As before, since our focus was embroidered embellishment, we fused the blocks and covered the raw edges with stitches. Of course, the same effect could be achieved with needle-turn appliqué if you are totally opposed to fusing. The buds, calyxes, leaves, yellow flower centers, and vase were all fused, and then we were ready to begin embellishing.

A rectangle of yellow was fused beneath the window cut out of the blue vase fabric—what a "cheater" method of reverse appliqué! In fact, the light fusible creates a bit of a firmer surface for inking. In the original quilt, a name was inked in the center; I chose to simply write the date, but most people in class yesterday said they would probably write something different. I used Weeks Dye Works variegated floss to outline the edge of the vase with a scroll stitch.



The bud and calyx were outlined with a chain stitch. On the bud, I first outlined the center petal, and then the outer two petals to meet it. The leaves were all "veined" with a blanket stitch. For the larger ones, the edge of the blanket stitch creates the center vein, and the spokes go toward the leaf edge; a stem stitch covers the raw edge of the leaf. On the smaller leaves, the edge of the blanket stitch is on the outside of the leaf, covering the edge, and the spokes go toward the center of the leaf, creating the illusion of a center vein. To see a tutorial on these leaves, read Anna Scott's blog post, here.


The stems were made with River Silks 4mm silk ribbon, using a stem stitch. We played with this in class a bit, to see the difference the size of stitches make in the look of the ribbon stems. It took of bit of expectation-adjusting; everyone commented on how different the look and feel of the stitch is when compared to doing it with floss or pearl cotton. That's part of the charm! ☺



The flowers bloomed out of wired ribbon. We actually started the class with our flowers—why not start off with a bang? We had quite a lovely garden in no time at all. A whole lot faster than waiting for a real flower to bloom!


 If you would like to try these flowers, I've included a tutorial below.

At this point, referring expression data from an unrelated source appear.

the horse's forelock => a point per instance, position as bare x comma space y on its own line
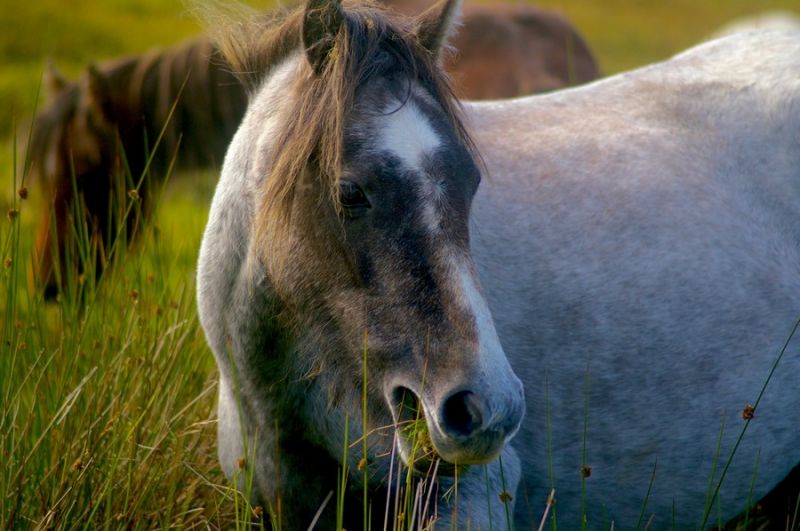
372, 43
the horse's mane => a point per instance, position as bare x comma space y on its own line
321, 101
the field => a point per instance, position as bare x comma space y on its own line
107, 396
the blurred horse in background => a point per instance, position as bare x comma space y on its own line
123, 123
119, 128
507, 50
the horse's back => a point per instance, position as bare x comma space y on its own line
638, 242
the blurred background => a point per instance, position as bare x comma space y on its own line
622, 33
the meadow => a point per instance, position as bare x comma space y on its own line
107, 395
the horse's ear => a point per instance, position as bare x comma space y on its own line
321, 24
54, 80
437, 24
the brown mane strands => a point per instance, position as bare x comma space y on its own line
313, 140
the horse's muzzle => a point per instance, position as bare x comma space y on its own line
464, 427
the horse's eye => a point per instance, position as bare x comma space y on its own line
353, 199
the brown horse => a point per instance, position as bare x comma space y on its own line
506, 50
103, 127
117, 125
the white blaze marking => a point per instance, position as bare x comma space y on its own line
407, 133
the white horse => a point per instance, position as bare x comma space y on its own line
636, 240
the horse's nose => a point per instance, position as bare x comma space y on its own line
462, 414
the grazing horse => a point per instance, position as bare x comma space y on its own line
507, 50
636, 241
104, 129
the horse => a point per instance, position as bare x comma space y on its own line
619, 260
104, 126
509, 50
112, 128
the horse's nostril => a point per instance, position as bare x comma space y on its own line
462, 414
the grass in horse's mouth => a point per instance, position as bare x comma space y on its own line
416, 446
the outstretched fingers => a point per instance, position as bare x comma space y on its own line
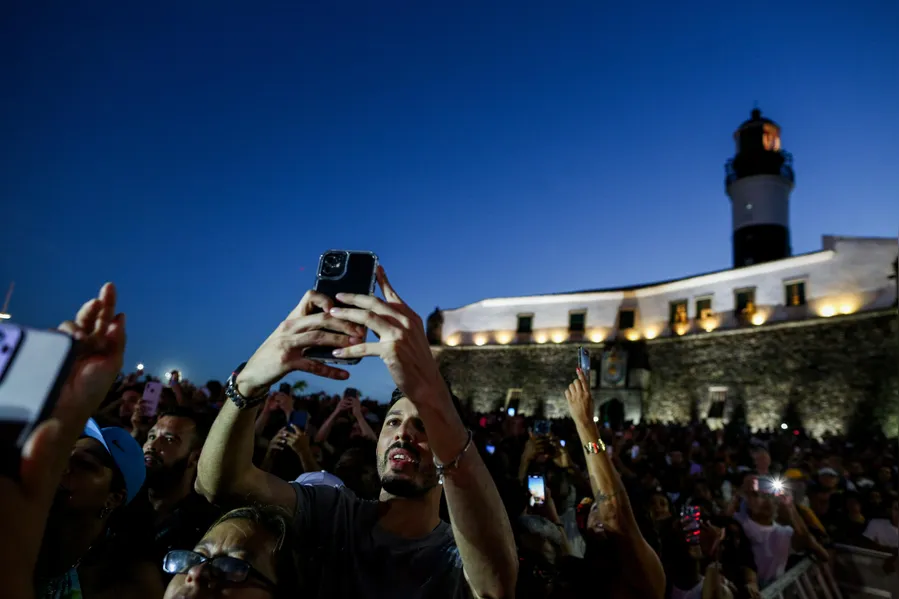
319, 369
360, 350
378, 324
387, 289
310, 300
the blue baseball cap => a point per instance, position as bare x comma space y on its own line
125, 451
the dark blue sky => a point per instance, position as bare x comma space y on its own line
203, 158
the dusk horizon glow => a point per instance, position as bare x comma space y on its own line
204, 160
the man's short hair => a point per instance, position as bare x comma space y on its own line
201, 421
457, 403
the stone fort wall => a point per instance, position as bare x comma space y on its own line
830, 369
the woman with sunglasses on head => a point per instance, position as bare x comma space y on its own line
246, 554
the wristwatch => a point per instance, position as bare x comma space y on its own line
234, 395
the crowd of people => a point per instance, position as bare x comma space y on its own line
244, 488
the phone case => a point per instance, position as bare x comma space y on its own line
152, 395
35, 365
358, 277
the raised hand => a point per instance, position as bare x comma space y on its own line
25, 503
283, 351
580, 401
101, 349
402, 344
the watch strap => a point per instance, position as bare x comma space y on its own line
234, 395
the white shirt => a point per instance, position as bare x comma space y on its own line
882, 532
771, 546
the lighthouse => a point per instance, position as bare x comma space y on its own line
759, 180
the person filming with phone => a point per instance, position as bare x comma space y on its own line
397, 546
618, 546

Have fun!

With tweezers or the tip of sharp scissors, bend the ends of the wires
to prevent them from getting lost in the ribbon.

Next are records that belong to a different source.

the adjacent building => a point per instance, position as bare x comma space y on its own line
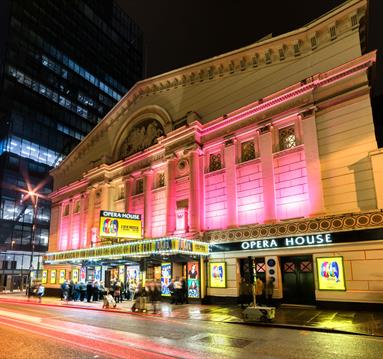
63, 66
259, 162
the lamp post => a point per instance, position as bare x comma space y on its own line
35, 199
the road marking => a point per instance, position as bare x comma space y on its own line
14, 315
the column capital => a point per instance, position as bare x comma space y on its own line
307, 113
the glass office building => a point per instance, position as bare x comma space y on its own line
63, 66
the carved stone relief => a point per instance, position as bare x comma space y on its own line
141, 136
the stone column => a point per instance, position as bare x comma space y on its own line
128, 193
231, 183
170, 197
148, 185
90, 215
313, 168
376, 158
267, 165
195, 191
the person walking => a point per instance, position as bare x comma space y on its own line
244, 293
89, 291
117, 292
259, 291
269, 291
184, 291
172, 292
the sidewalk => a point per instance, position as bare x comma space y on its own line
303, 318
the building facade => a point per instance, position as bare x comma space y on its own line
267, 155
60, 74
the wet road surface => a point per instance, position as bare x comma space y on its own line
88, 334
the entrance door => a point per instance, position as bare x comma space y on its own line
298, 280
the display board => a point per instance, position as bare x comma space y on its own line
75, 274
194, 283
166, 277
62, 275
52, 279
330, 273
217, 274
120, 225
44, 277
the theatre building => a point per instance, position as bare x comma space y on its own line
258, 162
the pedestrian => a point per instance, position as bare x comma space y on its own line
178, 291
96, 291
259, 291
132, 289
83, 289
270, 291
77, 292
154, 295
172, 292
89, 291
71, 290
244, 293
184, 291
117, 292
65, 290
40, 292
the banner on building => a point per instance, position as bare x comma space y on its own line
62, 278
166, 278
44, 277
168, 246
120, 225
330, 273
193, 280
75, 275
217, 274
53, 277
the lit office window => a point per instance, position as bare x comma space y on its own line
28, 149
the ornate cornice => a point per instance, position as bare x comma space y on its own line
334, 223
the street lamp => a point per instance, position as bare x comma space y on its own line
35, 199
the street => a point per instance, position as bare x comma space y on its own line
80, 333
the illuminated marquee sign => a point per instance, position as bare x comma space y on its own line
330, 273
217, 274
167, 246
274, 243
303, 240
120, 225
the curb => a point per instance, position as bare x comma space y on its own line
306, 328
119, 311
256, 324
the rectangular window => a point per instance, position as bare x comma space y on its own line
247, 151
215, 162
287, 138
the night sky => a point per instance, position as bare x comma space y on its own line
179, 33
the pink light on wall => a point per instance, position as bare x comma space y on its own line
159, 213
250, 193
215, 201
291, 191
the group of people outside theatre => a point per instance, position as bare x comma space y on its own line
262, 292
178, 291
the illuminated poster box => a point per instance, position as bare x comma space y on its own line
330, 273
166, 278
53, 277
62, 276
193, 280
44, 278
75, 275
120, 225
217, 274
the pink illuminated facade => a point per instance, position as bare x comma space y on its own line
240, 149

Fold the ribbon in half, and securely stitch the ends together. 
I used a backstitch to create a seam, creating a circle out of the ribbon. 
Open the ribbon into that shape.

Using your fingers or tweezers, pull the two ends of the wire
on one side of the ribbon. They should be side-by-side
on one side of your seam. Gather them as tautly as you can. 

Wrap the wire near around your tweezers or scissors tips to secure the gathers, 
and trim the excess wire. You now have gathered the center of your flower.

The ribbon from the back

Checking the size with the pattern     

Pull the wires on the outside edge just about an inch. Secure and trim.    

From the back with trimmed wires

Adjust the gathers so they are even around the ribbon.

On a piece of cardboard or Styrofoam, use pins to manipulate the
outer wire into petal shapes. Start with the top and bottom,
then each side. Place pins where the wire is indented.

Divide each of the four sections in half. Use your finger to hold one half
of the section and drag the pin toward the center, creating two petal shapes. 

You might use two fingers to hold the petals and drag the pin between them.    

You should end up with 8 pins for 8 petals. 
(A smaller flower could have 6 petals.)    

Carefully remove the pins and secure to your background,
over the yellow center.
    

Don’t worry if the shape shifts a bit. As you are appliquéing it down, you will be able to manipulate it into the shape you want. It’s wire…YOU are in control! With matching thread, appliqué around the inside and then outside, catching the wire and adjusting the gathers to look the way you want to as you stitch. Don’t be afraid to fuss with it! Use French knots around the inside edge, or beads, if you want sparkle. Have fun!    


We hope you'll try one of these flowers and let us know what you think. Enjoy!